Mataku mulai terpejam. Sedikit demi sedikit aku merasa terbuai dengan angin malam
yang dingin itu. Entah pukul berapa sekarang, Nyanyian alam membuatku lupa segalanya dan
ingin segera mengistirahatkan raga dan mentalku.

“Aku ingin kau menemukan kebahagian. Jika ada masalah, hadapilah, jangan pernah lari
atau melakukan hal-hal bodoh karena bisa saja kau menyakiti orang lain, bukan hanya dirimu
sendiri. Istirahatlah. Kelak kau akan temukan kebahagian. Jangan lupa bersyukur.”

Suara itu menenangkan. Lembut daripada segala kelembutan yang ada di muka bumi.
Lebih lembut dari sinar mentari pagi ataupun angin di saat senja menyapa kala sore. Bagaikan
lullaby yang membuat tidurmu lelap. Perempuan itu benar-benar menyihirku. Sekarang mulai
kurapikan meja masalahku, menyusunnya, lalu menyelesaikannya satu per satu.

Diriku tenang, lalu tertidur lelap setelah apa yang kulalui malam ini.

***

Pagi hadir dengan kehangatannya. Perasaanku tenang tanpa beban. Kini kakiku siap
melangkah menghadapi semuanya. Aku bangun dari tidurku dan mencari gadis semalam yang
menyelamatkanku dari tindakan terbodoh yang pernah aku lakukan.

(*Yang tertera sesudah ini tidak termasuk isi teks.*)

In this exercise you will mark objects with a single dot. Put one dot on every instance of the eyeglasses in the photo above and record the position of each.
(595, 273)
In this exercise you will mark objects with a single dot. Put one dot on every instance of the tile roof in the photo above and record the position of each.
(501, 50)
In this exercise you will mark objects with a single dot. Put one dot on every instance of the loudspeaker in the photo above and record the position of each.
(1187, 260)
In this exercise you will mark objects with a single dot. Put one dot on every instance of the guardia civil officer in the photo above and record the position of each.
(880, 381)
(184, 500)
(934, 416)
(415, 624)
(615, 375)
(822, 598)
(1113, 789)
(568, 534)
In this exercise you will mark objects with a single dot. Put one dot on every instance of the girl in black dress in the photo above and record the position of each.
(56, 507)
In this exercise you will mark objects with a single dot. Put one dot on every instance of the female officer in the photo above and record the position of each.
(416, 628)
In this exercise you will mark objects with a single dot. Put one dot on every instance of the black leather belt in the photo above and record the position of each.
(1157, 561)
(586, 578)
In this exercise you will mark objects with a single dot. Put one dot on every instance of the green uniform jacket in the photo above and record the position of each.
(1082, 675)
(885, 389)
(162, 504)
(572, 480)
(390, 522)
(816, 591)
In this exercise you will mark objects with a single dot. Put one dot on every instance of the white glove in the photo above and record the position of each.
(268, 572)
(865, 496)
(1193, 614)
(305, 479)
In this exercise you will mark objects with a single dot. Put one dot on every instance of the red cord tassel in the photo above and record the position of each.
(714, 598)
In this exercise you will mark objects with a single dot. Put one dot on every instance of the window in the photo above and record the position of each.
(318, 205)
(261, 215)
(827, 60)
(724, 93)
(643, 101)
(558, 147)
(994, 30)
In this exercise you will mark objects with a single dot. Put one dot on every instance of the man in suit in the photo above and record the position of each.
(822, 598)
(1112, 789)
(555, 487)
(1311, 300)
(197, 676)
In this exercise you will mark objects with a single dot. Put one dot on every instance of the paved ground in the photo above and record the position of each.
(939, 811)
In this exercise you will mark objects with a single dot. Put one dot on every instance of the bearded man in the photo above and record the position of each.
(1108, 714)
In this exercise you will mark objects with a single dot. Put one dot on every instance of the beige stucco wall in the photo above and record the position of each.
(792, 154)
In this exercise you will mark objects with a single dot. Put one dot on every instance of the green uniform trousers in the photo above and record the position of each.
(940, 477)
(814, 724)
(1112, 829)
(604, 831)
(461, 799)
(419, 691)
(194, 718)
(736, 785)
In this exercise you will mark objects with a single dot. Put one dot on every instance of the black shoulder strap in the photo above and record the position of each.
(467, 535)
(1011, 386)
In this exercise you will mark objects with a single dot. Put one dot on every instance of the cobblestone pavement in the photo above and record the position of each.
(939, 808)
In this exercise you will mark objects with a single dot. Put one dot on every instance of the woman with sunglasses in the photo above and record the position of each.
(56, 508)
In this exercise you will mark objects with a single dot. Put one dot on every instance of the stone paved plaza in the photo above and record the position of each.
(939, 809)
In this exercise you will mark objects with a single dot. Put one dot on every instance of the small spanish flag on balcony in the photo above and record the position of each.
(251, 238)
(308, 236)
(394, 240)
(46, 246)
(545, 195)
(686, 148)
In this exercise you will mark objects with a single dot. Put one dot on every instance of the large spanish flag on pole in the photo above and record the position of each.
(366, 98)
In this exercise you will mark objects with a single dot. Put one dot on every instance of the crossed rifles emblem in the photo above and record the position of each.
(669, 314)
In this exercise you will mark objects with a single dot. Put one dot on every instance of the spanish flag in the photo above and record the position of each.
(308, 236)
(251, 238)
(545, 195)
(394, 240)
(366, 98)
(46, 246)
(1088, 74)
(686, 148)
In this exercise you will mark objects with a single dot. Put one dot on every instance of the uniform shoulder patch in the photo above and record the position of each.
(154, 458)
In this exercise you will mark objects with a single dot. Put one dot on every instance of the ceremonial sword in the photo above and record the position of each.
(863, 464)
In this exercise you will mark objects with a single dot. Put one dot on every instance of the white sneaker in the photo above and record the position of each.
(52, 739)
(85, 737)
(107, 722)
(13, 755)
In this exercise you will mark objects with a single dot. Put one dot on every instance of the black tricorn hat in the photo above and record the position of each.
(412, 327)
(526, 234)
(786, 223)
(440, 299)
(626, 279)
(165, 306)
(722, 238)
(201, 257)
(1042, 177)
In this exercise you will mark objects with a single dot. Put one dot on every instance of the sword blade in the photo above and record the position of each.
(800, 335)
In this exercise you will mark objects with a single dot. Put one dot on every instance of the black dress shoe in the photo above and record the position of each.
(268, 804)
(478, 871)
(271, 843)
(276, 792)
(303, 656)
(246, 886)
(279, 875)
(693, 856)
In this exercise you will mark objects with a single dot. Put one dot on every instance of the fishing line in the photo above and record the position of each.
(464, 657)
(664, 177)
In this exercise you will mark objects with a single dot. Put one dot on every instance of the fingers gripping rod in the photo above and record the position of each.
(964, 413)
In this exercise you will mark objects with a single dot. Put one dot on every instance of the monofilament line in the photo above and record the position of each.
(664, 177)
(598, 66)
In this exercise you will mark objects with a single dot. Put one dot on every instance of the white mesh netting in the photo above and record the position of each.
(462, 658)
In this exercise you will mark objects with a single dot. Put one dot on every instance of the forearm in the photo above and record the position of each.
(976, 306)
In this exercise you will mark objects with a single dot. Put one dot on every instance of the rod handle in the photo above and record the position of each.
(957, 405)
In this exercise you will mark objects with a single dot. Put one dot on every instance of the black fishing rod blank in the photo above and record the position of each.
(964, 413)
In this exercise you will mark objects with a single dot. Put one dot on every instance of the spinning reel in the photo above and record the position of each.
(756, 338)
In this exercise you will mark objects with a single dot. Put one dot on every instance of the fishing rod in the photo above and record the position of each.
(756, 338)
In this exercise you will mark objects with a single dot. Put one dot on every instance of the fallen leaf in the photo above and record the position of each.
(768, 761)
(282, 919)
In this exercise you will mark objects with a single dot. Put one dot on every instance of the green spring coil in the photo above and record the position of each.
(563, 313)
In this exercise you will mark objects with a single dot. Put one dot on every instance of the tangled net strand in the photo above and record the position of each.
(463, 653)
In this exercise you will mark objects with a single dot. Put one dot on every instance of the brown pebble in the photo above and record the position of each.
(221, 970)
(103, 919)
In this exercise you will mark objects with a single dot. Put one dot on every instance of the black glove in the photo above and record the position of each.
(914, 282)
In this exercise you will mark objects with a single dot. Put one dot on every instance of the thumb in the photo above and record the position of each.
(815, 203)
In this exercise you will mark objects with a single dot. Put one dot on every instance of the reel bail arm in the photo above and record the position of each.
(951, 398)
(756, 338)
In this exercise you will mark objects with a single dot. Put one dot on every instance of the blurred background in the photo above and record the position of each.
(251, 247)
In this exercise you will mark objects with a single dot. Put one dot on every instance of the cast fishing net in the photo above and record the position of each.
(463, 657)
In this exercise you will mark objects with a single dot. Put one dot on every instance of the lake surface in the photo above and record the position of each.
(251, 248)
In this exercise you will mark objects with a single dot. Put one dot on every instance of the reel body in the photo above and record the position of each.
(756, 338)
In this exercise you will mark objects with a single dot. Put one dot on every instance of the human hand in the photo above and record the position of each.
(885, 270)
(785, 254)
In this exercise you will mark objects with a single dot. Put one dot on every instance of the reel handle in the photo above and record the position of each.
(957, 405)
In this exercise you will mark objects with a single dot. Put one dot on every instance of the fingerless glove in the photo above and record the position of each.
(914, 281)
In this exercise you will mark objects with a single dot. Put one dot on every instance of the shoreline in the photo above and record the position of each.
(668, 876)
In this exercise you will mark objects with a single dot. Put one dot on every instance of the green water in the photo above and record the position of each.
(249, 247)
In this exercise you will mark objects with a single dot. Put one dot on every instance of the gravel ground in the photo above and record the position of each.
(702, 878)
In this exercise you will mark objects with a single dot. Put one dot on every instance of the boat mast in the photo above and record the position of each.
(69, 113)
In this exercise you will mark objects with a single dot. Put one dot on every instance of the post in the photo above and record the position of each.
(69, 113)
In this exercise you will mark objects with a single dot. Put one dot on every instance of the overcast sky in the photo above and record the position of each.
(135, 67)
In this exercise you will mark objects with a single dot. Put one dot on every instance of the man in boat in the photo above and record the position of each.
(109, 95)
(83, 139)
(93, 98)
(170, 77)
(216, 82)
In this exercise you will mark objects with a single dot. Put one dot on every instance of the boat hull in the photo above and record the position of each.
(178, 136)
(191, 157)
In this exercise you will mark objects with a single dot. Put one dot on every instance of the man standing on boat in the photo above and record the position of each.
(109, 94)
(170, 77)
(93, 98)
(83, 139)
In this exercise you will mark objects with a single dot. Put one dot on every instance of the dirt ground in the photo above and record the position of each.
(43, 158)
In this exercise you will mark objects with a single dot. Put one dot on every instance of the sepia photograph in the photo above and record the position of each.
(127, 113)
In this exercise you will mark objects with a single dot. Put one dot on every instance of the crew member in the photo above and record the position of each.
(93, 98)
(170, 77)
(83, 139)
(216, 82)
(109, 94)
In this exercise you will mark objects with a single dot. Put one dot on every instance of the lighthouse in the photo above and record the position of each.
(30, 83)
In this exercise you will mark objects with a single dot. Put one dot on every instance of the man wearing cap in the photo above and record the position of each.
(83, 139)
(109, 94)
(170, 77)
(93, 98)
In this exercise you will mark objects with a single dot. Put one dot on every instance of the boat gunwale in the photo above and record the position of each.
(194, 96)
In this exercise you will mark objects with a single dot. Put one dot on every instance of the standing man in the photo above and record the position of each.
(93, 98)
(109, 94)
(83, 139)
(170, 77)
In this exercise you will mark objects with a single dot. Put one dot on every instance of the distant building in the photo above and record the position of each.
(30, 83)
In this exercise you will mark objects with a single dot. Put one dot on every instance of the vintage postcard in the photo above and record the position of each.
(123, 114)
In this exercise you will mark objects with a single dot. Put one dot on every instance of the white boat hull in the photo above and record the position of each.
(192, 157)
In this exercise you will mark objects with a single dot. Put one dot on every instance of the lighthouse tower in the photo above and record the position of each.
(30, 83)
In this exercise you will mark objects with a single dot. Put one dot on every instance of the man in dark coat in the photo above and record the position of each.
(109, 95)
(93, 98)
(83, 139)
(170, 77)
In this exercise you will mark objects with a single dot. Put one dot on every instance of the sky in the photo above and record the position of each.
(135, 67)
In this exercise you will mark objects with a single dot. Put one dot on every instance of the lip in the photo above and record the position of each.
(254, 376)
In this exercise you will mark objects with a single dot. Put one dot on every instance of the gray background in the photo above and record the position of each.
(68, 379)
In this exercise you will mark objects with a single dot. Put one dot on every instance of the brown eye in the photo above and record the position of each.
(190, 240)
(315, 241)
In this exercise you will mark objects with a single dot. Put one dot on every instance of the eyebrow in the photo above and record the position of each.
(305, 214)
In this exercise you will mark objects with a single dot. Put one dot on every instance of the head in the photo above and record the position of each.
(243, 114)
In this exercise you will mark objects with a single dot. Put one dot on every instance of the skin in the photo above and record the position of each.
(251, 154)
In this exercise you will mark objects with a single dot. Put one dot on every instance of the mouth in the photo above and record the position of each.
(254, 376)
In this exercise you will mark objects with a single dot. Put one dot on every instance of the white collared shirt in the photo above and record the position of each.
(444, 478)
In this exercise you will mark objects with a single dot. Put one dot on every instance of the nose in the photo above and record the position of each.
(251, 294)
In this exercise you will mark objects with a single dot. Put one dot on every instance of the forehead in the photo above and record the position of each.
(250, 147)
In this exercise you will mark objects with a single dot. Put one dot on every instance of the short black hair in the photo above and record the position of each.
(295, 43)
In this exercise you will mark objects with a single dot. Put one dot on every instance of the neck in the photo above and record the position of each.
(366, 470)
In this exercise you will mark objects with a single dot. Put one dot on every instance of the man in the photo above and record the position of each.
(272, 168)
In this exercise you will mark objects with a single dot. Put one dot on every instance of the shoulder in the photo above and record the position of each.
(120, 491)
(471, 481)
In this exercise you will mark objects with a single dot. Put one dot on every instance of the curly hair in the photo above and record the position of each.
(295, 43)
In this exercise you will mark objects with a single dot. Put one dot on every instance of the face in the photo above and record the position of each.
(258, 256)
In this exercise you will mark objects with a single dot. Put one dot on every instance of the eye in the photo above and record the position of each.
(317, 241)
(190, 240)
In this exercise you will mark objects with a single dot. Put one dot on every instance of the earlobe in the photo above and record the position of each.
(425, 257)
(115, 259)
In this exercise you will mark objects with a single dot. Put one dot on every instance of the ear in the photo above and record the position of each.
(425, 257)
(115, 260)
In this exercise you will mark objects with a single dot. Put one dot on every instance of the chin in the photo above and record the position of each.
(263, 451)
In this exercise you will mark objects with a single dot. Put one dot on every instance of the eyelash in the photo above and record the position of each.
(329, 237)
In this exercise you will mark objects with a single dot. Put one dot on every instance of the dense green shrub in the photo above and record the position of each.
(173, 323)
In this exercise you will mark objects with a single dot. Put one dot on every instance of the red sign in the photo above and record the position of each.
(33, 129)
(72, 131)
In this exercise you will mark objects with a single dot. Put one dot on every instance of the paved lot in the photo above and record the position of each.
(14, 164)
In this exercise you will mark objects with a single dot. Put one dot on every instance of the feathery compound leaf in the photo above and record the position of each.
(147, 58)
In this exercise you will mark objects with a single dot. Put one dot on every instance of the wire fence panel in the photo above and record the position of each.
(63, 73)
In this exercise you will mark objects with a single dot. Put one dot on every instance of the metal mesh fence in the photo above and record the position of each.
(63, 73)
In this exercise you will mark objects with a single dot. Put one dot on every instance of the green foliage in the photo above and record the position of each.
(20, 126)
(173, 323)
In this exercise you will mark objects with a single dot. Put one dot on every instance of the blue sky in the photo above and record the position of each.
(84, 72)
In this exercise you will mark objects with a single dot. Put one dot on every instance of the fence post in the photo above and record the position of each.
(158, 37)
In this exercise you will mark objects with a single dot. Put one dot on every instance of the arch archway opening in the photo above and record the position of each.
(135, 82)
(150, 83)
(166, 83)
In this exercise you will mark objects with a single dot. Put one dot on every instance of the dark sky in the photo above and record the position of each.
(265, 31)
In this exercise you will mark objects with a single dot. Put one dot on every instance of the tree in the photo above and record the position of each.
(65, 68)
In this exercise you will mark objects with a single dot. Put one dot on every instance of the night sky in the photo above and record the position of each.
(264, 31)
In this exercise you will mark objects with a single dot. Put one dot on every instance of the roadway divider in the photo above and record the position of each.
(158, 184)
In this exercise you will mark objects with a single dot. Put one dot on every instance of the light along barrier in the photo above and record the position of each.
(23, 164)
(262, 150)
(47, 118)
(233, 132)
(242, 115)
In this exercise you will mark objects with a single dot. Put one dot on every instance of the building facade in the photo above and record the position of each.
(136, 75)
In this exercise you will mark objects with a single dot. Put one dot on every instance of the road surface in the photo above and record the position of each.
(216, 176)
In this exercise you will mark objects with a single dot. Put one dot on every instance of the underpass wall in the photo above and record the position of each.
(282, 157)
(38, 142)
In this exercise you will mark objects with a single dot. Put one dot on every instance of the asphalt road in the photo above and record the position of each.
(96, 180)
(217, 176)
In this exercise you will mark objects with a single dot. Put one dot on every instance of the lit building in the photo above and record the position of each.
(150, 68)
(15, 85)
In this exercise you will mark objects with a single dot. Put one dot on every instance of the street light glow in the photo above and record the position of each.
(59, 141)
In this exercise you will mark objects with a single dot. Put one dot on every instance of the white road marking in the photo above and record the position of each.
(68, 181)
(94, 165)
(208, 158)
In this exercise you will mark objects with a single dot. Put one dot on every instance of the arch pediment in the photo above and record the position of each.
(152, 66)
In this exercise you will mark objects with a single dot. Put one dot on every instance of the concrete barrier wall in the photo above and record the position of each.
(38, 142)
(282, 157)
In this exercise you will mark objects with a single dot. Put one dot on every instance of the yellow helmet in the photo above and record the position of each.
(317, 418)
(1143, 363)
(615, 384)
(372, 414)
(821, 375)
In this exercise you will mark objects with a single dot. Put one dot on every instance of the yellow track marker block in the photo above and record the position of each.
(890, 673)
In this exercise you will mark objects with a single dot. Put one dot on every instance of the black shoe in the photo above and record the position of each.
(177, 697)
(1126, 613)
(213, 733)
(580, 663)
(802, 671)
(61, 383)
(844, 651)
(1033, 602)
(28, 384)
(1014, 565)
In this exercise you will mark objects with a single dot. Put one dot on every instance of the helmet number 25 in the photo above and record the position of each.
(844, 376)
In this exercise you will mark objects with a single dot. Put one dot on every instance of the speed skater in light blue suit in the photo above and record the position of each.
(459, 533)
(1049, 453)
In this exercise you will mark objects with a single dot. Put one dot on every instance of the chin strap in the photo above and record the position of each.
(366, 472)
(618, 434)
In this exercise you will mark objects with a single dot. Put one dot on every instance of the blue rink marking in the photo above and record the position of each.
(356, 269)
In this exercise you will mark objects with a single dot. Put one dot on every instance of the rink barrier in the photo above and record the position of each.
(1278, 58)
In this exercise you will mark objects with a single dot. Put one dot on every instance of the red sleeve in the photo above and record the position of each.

Bodoh. Aku mengutuk diriku sendiri.

Kakiku berjalan menyusuri garis pantai. Menikmati suara kapal-kapal nelayan tanpa
nakhoda yang sudah siap berlabuh mencari ikan. Meresapi harmoni alam yang tersusun kala pagi
menyingsing. Kicauan burung, debur ombak, semilir angin, dan suara keramaian yang tak jauh
dari tempatku menjadi satu nada yang indah. Sebentar saja aku melupakan gadis itu. Tidak. Aku
tidak boleh melupakannya.

Aku menuju ke keramaian nelayan. Mereka melingkari sesuatu yang tak kuketahui.
Sedikit lagi aku sampai dikerumunan itu, sirine ambulans terdengar dari arah jalan. Ambulans itu
telah ada di sana sejak tadi. Kerumunan itu perlahan terbuka dan kulihat seorang gadis yang
kukenal semalam diangkut menggunakan kantong mayat yang sedikit terbuka, seolah ingin aku
tuk melihat wajahnya yang teduh nan manis. Aku berduka.